Combustion of biomass in a cook stove is a variable process because thermodynamic efficiency of a cook stove depends upon a large number of factors such as stove design, fuel composition, vessel design, culinary practice, meteorological conditions and operational variables, such as fire tending and rate of heat supply, etc. Most of these factors are variable in nature and hence the thermodynamic efficiency of a cook stove is not a unique property of the cook stove. Thus, it has a limited utility and cannot predict the actual fuel consumption. The efficiency is a design tool rather than a means of predicting field performance of ICS.

Gasification is the process of converting solid fuels, such as wood, agricultural residues and coal, into a combustible gas. A biomass gasifier consists primarily of a reactor or container into which fuel is fed along with a limited (less than stoichiometric, or amount required for complete combustion) supply of air. Heat for gasification is generated through partial combustion of the feed material. The resulting chemical breakdown of the fuel and internal reactions result in a combustible gas usually called producer gas. The heating value of this gas is in the range of 4-6 MJ/Nm, or about 10-15 % of the heating value of natural gas. Producer gas is a mixture of the combustible gases hydrogen (H), carbon monoxide (CO), and methane (CH) and the incombustible gases carbon dioxide (CO) and nitrogen (N); the actual gas composition may vary considerably depending on fuel type and gasifier design. Biomass energy pathway contain mainly Combustion & Gasification for cooking, in accent days people also using Combustion Technology for cooking & lighting, cooking with combustion Technology having efficiency 6-9% as way 94% of energy waste due to Lack Of high performance devices. So we can say that combustion technologies are “Immature Technology” or inappropriate technology.

Now Days improved combustion Technology has been developed which are costly due using of expensive raw material & these technology efficiency having 15-25%, still 60% to 75% Energy going to wastage, for further improved technology are biomass gasification which having efficiency more than 40-55%, Due to lack governmental support, Unavailability of adequate Poor technology transfer Difficulty in integration manpower to develop, with the social structure installation, operate and maintains.

The rocket stove is a variety of wood-burning cooking stove with a higher efficiency than other types of traditional ovens due to a better insulation and a better combustion process. They function under a similar principle as rocket stove mass heaters. Most rocket stoves are easy to build, and can be made with low-cost materials.

The rocket stove operates roughly twice as efficiently, and substantially more cleanly, than the open fire cooking methods still used in many areas of the world. Furthermore, the design of the stove requires small diameter lengths of wood, which can generally be satisfied with small branches. As such, sufficient fuel for cooking tasks can be gathered in less time, without the benefit of tools, and ideally without the destruction of forested areas.

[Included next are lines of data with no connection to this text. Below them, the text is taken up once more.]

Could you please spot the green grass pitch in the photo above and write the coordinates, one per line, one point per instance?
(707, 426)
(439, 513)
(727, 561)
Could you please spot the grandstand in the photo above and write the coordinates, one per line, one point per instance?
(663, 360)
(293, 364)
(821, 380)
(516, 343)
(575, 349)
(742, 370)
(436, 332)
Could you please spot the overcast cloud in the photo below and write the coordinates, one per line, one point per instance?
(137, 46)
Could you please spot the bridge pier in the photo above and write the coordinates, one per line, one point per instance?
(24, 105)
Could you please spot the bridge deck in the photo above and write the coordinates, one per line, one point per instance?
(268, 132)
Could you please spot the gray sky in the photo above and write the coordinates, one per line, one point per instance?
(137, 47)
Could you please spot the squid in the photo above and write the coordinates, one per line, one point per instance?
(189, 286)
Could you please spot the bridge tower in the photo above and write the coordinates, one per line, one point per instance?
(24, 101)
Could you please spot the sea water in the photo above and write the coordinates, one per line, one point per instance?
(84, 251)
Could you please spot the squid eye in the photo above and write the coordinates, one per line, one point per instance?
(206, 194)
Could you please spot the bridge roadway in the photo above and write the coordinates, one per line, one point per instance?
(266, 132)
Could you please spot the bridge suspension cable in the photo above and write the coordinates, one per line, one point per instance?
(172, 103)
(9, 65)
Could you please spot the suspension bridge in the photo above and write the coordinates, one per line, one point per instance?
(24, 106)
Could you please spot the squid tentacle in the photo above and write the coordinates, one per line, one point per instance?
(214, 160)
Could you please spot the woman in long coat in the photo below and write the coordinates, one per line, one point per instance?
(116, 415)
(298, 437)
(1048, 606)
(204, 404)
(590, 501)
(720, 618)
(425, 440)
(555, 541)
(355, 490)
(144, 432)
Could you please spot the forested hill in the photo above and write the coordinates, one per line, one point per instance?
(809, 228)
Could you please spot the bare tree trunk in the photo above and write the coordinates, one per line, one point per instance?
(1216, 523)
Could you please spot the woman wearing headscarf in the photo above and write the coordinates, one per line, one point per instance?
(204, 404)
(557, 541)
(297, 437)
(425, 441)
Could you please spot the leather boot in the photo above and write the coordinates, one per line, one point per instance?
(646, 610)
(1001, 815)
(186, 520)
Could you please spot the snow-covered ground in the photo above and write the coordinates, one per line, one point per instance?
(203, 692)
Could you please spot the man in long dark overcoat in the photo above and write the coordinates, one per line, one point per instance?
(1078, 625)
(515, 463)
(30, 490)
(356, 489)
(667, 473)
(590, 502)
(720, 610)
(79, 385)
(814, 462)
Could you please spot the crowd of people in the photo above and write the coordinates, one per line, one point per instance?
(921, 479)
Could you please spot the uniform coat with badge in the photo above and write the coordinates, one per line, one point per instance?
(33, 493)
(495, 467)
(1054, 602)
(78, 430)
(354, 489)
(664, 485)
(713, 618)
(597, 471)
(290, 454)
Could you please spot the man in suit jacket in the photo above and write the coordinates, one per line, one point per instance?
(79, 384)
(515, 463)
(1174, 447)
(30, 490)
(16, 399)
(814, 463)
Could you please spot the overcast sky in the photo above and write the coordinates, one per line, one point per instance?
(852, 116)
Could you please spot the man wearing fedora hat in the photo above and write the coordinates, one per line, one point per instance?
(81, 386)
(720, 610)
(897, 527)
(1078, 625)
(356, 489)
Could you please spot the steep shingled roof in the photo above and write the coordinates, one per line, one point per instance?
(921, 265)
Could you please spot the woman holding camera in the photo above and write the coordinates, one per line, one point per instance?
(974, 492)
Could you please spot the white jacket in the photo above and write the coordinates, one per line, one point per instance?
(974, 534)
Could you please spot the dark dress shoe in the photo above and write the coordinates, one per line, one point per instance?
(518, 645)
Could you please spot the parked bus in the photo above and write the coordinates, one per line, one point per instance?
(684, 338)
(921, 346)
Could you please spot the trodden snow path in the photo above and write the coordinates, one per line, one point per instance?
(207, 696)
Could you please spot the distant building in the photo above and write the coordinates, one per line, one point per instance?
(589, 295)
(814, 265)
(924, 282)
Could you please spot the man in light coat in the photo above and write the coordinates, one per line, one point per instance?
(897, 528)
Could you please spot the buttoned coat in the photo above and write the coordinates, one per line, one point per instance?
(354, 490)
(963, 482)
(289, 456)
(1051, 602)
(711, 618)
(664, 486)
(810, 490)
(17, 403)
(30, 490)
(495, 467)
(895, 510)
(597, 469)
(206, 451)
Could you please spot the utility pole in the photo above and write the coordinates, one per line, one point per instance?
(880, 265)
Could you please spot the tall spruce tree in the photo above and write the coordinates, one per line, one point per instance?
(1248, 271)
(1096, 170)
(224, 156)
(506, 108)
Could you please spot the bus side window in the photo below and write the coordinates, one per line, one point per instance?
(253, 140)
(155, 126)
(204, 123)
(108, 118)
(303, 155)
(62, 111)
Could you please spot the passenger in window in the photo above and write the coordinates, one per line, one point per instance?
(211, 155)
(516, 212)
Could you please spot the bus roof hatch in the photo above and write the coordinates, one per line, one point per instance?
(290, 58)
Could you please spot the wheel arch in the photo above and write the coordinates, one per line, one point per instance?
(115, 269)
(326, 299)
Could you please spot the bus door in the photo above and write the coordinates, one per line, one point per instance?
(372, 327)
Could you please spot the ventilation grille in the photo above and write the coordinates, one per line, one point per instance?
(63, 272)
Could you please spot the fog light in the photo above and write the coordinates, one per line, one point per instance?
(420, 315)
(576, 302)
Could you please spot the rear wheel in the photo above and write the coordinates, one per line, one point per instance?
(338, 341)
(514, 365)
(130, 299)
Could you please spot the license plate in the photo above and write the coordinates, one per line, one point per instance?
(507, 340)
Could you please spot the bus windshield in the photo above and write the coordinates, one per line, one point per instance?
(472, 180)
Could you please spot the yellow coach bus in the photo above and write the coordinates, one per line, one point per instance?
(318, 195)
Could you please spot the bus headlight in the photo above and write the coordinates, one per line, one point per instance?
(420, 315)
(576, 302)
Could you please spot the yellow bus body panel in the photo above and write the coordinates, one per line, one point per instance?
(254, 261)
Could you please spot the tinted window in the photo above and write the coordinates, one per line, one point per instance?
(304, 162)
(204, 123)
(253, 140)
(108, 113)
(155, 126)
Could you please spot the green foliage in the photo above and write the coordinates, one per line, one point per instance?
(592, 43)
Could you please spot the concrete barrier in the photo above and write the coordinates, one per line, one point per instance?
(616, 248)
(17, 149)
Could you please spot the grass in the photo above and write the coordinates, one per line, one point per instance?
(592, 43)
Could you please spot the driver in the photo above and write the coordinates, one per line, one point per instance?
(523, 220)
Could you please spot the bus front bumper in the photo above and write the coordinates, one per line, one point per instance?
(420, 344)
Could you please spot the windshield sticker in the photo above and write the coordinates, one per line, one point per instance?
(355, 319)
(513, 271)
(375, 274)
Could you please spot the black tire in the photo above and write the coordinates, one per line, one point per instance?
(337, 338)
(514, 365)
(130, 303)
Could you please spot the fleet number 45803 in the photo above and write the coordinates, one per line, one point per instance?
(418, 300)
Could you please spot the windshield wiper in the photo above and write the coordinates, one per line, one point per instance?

Because these qualities improve local air quality, and discourage deforestation, the rocket stove has attracted the attention of a number of appropriate technology concerns, which have deployed it in numerous third-world locales (notably, the Rwandan refugee camps). This attention has resulted in a number of adaptations intended to improve convenience and safety, and thus the size of the target audience. The Just a Stove, for example, is a cousin of the rocket stove adapted for indoor use and family cooking needs.

The main justifications for rocket stoves are economical, social, and environmental. Stove programs can produce economic benefits, saving time and money for the users. In urban areas where people purchase biomass fuel, the payback time for the cost of a rocket stove is short, thus saving on the cost of fuel.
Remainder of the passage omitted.